After driving right by the damn thing in May of 2009, we had to make amends. Sure, it would mean making a very long trip that much longer (try 2,400 miles in five days), but how could we come within shouting distance once again and give it the finger? Mind you, this isn't Glacier National Park we're talking about here, and we knew its reputation beforehand (reviews classify it anywhere from "ridiculous" to "silly"), but as we've said again and again, passport stamps make a person do outrageous things, including spending less time in Tucson proper to drive an hour north for what amounts to an ancient observatory protected ever so gingerly by a giant umbrella.

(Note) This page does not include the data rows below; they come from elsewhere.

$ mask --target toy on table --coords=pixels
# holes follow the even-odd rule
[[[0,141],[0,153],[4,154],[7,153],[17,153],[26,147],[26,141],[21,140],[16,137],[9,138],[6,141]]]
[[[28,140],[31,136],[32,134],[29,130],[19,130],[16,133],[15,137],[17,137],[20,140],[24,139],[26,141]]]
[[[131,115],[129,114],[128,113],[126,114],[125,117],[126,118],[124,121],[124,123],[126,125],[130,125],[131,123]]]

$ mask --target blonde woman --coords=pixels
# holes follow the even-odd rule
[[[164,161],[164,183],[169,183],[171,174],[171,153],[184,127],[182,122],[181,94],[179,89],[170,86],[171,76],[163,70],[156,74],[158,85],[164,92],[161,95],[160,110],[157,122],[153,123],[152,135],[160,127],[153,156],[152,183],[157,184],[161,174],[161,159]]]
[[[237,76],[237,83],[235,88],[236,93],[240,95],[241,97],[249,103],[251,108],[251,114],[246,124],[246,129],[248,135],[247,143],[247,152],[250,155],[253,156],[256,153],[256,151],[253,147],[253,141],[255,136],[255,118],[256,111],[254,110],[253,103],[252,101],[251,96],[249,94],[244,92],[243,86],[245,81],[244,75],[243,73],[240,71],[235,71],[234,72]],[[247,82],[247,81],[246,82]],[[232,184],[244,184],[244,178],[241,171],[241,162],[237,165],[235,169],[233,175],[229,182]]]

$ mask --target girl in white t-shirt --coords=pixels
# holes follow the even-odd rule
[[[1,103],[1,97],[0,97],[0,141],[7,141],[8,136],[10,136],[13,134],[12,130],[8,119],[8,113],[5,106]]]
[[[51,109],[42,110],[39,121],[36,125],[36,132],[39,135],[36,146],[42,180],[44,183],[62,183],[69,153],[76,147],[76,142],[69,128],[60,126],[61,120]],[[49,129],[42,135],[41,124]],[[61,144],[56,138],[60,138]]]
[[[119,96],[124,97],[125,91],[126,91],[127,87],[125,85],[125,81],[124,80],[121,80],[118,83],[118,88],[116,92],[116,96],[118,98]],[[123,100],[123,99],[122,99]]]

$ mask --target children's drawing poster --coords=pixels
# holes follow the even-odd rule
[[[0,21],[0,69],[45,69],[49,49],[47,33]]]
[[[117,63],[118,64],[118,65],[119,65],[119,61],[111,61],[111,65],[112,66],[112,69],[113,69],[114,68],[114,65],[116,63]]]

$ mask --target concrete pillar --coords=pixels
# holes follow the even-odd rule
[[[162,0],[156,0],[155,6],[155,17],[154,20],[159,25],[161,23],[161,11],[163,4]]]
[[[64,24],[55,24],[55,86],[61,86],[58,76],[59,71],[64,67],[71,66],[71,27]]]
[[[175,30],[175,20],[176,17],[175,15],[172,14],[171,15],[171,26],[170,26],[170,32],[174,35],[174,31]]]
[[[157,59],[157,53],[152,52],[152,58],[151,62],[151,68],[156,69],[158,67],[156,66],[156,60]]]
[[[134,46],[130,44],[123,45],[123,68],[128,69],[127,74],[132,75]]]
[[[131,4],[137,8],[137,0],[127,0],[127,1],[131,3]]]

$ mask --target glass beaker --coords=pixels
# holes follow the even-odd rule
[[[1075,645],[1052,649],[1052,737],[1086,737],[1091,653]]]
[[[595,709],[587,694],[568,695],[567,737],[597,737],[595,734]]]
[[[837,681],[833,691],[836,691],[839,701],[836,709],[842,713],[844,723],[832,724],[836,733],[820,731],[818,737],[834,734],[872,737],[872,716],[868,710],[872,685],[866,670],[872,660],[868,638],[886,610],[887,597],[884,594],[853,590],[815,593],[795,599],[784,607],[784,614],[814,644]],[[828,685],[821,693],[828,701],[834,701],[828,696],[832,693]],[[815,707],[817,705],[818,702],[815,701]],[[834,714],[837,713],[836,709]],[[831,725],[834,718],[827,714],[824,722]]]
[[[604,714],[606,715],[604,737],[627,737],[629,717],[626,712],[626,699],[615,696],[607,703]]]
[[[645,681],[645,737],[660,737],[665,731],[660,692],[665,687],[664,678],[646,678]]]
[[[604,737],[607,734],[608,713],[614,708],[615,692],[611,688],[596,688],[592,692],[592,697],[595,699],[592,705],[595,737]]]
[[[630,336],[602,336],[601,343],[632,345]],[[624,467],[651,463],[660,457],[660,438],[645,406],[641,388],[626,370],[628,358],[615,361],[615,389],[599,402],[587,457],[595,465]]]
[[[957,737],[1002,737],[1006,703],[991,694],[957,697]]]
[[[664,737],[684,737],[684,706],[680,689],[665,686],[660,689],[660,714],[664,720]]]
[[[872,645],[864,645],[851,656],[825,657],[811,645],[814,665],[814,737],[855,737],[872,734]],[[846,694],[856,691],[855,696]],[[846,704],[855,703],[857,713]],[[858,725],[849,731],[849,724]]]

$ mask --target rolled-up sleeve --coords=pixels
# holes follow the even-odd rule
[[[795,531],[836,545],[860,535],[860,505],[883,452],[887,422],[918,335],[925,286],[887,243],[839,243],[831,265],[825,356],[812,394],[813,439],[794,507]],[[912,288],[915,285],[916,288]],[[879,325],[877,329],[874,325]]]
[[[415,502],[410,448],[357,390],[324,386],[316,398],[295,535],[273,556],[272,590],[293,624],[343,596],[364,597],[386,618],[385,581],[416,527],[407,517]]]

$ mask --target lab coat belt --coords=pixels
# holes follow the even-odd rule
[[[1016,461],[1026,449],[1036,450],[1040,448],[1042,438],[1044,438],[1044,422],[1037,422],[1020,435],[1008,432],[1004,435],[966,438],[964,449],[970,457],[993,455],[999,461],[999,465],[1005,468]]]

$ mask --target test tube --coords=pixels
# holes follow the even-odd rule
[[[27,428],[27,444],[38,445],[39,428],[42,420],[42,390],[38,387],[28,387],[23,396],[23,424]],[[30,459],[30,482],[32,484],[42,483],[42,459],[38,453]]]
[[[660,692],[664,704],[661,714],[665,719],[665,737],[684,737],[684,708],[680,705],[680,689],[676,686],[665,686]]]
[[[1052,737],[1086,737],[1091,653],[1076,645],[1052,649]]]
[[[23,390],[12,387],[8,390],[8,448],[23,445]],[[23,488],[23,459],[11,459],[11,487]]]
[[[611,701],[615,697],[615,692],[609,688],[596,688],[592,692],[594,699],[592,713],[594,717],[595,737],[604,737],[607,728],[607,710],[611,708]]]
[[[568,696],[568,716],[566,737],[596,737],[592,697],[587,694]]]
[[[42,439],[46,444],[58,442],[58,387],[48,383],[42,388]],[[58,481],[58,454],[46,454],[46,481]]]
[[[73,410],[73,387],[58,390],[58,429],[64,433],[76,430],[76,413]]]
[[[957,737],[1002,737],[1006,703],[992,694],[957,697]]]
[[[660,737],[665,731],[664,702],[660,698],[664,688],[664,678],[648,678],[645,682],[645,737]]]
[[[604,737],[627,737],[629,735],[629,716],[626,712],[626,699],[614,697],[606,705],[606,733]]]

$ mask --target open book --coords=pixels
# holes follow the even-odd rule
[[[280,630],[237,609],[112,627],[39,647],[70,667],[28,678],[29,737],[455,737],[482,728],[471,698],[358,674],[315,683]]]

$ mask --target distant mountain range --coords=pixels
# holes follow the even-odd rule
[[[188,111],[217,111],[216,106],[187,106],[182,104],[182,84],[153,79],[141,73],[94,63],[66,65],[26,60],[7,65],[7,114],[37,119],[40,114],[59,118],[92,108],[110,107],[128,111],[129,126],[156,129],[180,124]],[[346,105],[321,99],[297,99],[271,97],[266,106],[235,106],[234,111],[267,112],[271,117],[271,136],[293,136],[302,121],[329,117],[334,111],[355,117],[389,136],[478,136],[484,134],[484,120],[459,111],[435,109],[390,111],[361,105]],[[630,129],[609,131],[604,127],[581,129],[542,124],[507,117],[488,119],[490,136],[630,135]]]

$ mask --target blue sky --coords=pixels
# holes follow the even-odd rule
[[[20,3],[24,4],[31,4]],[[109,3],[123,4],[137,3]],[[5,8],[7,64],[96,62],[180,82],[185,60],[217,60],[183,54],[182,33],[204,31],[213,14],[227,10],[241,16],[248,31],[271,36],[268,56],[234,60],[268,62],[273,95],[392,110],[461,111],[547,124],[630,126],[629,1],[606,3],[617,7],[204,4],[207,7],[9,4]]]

Located in Coolidge, AZ (and I mean IN, as it is right across the street from a Walgreens), Casa Grande's surroundings make it impossible to take that all-important journey into the past (unless the 13th century had stoplights and a Lowe's franchise), but once you drive through the gate (strangely closed at first, as this is the first time we arrived at an NPS site before it opened for the day), you're in a better mood, as what lies before you is bleak beyond belief (see below). After a short drive, one arrives at a modest visitor center equipped with far more parking spaces than should be necessary. That said, it is rumored that this place is strangely popular, I'm guessing because plump tourists can snag a burger no more than 60 seconds after wrapping up the brief tour.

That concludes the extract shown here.